© 2015 Michael Swickard, Ph.D. Question: when is the best age to
start children in public schools? This is like the question: why not teach algebra
to five-year olds? Answer: our brains must develop before we can do formal
logic. The age to start formal public school education is not until the age of six.
However, a big push in our society
by well-meaning people and power-hungry politicians is that earlier contact
with school makes a better scholar. They say that while ignoring the research.
They have many reasons not involving the welfare of the children when they want
to start children younger.
However, others people, myself
included, feel that certain brain development phases must occur for children to
thrive in a formal education setting. Research which I will point to suggests you
can injure young children by putting them in formal academic settings too soon.
We should look at the research but
the way many professional educators have been operating of late is to ignore
all research that doesn't support what they want. They say, "Forget the
research we want to have a bigger empire and employ more people."

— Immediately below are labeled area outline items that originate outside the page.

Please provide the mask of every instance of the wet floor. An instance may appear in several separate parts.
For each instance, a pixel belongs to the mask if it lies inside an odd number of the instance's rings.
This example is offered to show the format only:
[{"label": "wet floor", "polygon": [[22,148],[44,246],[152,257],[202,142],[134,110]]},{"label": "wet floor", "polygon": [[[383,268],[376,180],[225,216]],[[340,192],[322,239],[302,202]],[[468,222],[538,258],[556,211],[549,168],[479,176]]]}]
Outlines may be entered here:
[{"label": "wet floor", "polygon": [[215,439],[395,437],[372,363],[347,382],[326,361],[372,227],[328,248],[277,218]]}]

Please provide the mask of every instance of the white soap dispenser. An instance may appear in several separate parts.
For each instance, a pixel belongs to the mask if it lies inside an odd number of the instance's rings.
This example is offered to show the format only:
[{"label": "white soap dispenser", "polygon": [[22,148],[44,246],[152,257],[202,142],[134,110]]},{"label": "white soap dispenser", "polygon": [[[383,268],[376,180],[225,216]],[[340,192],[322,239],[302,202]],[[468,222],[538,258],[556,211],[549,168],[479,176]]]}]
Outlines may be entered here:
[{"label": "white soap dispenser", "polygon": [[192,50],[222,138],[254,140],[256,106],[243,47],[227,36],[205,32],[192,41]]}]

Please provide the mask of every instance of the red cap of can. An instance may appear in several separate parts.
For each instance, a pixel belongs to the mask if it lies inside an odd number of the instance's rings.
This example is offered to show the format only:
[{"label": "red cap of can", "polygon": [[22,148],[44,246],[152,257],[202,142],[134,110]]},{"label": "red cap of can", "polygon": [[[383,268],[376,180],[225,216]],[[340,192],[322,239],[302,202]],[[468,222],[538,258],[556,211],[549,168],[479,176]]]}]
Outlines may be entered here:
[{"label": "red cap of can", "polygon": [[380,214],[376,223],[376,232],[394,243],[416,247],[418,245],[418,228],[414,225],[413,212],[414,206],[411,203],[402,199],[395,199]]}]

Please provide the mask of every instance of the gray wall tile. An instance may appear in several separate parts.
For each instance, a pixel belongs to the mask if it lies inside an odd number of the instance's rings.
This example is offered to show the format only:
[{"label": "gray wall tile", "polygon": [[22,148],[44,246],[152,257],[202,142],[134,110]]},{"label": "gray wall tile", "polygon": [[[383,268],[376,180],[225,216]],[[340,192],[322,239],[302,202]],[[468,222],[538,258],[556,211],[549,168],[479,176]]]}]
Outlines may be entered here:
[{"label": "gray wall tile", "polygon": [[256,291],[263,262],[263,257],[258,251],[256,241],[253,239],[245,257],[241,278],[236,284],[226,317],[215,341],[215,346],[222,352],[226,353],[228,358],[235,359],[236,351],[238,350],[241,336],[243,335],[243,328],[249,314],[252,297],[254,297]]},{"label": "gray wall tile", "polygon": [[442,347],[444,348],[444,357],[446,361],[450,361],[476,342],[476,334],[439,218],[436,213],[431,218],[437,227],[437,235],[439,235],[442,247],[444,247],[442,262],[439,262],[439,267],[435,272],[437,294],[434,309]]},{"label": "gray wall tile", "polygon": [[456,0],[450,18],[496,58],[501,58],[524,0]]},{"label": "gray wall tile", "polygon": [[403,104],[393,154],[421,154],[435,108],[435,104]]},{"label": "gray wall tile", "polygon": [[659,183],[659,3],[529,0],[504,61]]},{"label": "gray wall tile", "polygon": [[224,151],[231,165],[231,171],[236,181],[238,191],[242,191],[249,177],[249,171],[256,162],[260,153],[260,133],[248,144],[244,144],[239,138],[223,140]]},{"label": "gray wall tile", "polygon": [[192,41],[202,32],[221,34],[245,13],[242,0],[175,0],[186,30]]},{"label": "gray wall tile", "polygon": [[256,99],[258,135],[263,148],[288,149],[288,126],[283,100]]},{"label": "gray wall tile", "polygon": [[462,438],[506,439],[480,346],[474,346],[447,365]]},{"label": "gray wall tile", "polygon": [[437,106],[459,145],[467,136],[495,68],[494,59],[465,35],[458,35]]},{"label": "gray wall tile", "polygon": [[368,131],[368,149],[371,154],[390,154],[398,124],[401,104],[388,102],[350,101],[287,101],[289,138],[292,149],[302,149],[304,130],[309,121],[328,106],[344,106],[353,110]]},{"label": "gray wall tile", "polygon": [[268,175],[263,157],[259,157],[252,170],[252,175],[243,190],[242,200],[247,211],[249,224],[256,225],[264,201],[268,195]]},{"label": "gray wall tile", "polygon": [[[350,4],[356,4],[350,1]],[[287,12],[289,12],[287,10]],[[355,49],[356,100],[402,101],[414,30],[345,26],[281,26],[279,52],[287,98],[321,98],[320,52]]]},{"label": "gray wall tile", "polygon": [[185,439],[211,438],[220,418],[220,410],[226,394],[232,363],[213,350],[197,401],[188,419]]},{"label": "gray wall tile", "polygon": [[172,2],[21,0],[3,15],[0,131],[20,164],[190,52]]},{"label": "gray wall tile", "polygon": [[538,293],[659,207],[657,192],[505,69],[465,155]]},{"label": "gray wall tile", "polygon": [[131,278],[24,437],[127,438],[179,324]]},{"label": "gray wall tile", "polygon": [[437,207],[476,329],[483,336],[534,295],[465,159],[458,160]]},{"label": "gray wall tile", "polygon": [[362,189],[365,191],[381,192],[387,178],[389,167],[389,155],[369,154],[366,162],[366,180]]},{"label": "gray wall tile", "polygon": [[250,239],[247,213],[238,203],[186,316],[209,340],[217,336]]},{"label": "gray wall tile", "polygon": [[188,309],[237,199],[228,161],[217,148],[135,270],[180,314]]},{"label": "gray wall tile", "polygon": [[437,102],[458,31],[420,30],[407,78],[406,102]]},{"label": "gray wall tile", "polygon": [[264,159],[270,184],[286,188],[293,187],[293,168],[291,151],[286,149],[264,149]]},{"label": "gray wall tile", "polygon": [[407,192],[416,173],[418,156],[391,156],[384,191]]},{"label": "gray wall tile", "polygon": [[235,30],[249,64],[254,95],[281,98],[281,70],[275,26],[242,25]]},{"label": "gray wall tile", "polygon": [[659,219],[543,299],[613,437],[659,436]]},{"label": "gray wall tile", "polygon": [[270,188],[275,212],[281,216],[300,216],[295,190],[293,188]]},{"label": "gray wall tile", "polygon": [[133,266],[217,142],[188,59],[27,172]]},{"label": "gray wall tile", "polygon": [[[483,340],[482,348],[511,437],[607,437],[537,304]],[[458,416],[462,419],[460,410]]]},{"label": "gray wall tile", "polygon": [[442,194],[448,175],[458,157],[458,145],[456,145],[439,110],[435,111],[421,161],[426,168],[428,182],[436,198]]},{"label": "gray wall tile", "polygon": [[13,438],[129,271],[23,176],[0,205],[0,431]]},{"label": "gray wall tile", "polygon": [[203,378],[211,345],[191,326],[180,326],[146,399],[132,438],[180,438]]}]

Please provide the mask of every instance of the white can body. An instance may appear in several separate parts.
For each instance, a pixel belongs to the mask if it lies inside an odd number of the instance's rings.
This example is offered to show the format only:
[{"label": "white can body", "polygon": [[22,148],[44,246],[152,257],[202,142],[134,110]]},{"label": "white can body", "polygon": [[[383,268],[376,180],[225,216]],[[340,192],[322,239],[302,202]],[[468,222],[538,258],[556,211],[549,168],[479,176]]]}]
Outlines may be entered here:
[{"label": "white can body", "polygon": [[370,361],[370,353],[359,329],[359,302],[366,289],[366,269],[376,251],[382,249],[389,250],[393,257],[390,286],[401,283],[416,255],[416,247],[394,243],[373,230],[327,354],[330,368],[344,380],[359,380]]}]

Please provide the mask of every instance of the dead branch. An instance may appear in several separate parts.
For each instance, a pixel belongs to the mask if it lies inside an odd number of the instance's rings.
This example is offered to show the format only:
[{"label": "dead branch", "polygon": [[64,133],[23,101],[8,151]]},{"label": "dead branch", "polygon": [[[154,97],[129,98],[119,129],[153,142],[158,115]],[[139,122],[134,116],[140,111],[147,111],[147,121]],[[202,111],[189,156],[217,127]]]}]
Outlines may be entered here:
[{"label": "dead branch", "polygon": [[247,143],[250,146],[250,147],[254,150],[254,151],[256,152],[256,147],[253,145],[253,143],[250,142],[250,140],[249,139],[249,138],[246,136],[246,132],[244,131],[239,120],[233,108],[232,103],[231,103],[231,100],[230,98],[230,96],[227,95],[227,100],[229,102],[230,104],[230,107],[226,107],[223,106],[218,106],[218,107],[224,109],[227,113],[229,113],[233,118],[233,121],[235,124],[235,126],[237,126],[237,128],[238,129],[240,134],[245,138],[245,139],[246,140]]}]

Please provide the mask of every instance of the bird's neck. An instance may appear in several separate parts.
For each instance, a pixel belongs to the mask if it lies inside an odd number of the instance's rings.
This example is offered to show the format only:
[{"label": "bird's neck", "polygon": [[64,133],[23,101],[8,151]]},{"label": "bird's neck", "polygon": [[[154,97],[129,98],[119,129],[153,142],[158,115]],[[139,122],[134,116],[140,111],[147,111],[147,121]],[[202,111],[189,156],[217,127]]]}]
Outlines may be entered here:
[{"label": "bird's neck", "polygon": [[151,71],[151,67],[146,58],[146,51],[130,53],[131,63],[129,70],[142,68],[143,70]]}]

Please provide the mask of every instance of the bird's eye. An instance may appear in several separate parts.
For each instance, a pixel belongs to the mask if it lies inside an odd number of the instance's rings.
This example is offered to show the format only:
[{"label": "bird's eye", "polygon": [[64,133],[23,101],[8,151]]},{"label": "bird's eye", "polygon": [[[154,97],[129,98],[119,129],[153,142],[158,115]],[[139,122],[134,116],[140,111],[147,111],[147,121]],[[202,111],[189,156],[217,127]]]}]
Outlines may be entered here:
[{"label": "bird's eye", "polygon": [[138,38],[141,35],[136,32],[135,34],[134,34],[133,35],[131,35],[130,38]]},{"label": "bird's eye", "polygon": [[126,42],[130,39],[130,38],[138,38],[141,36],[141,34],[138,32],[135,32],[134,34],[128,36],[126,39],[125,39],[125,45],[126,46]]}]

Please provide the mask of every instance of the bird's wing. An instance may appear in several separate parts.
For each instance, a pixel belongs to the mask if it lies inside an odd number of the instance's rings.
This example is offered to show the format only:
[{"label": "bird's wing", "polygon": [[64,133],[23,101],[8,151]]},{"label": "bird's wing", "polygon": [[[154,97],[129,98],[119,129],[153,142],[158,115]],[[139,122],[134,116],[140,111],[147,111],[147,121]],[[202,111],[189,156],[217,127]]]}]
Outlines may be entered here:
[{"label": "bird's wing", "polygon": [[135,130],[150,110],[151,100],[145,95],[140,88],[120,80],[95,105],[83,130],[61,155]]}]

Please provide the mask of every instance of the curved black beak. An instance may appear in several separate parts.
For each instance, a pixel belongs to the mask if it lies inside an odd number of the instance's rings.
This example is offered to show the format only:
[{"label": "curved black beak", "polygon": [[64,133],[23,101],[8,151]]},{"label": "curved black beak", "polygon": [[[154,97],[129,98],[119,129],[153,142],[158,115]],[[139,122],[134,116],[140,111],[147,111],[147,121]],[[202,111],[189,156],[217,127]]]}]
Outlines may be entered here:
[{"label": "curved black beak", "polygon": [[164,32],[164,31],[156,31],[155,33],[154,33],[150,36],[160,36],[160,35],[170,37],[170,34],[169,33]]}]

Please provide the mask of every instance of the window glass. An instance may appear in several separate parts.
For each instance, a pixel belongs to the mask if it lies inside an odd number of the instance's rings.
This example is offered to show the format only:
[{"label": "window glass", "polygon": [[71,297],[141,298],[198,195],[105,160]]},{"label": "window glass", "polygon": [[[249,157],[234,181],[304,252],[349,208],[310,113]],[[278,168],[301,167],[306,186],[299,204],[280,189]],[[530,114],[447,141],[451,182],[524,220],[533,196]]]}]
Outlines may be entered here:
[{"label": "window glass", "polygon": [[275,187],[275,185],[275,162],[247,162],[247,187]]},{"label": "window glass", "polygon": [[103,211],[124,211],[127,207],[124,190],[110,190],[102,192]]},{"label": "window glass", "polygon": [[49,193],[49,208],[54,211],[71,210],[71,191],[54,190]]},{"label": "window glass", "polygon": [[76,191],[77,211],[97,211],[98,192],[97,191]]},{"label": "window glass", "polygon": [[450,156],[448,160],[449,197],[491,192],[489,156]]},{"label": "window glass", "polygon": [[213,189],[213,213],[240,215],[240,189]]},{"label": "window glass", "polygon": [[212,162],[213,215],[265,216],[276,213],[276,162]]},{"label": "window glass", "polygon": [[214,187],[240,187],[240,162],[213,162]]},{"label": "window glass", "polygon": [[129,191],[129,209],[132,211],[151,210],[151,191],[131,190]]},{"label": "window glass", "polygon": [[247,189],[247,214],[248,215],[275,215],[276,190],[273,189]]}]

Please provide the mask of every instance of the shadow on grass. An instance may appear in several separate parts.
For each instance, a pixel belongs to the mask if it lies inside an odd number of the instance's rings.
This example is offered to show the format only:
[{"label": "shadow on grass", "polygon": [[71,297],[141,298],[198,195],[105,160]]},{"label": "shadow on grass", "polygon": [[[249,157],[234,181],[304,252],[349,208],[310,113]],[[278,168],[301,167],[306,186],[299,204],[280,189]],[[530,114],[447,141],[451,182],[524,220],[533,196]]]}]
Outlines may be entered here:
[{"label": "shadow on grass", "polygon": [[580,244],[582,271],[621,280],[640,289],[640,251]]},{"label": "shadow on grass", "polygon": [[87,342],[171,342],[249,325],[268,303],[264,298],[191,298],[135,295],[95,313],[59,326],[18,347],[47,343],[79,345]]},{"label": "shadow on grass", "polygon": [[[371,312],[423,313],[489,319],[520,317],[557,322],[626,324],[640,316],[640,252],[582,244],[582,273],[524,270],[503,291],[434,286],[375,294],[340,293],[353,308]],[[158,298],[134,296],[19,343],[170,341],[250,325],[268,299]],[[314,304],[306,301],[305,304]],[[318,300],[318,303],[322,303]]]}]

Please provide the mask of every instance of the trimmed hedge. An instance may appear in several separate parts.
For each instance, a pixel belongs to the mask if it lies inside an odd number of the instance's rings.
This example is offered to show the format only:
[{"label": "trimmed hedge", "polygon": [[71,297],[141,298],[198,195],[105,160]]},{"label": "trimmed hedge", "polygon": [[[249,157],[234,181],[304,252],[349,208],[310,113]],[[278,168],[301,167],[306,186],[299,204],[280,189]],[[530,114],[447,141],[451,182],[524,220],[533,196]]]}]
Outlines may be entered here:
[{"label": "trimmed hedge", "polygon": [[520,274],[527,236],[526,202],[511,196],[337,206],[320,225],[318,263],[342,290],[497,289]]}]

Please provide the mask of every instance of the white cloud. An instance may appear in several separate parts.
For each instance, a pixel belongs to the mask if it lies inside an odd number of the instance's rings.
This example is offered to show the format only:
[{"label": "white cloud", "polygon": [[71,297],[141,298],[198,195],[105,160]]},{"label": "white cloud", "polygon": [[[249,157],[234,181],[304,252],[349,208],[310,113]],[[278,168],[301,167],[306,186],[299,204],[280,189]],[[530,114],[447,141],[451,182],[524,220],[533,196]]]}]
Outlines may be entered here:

When I was young most students began
their formal education at the age of six. The generation that sent men to the
moon and returned them safely started their schooling at this age. It works.
The children were in family or church daycare until it was time to start
school.
Then there came kindergarten. In the
1960s there was the adoption of public school kindergarten for many students.
In New Mexico it was the middle of the 1970s when the public schools uniformly started
offering kindergarten. But that kindergarten was vastly different than what we
see now.
Back then it was only for half of
the day and focused on play activities. Children sang songs and played games
and took naps and went home saying, "I love school." Then
well-meaning people said, "Why don't we keep them all day." It made
sense since parents would not have to accommodate the other half of the day.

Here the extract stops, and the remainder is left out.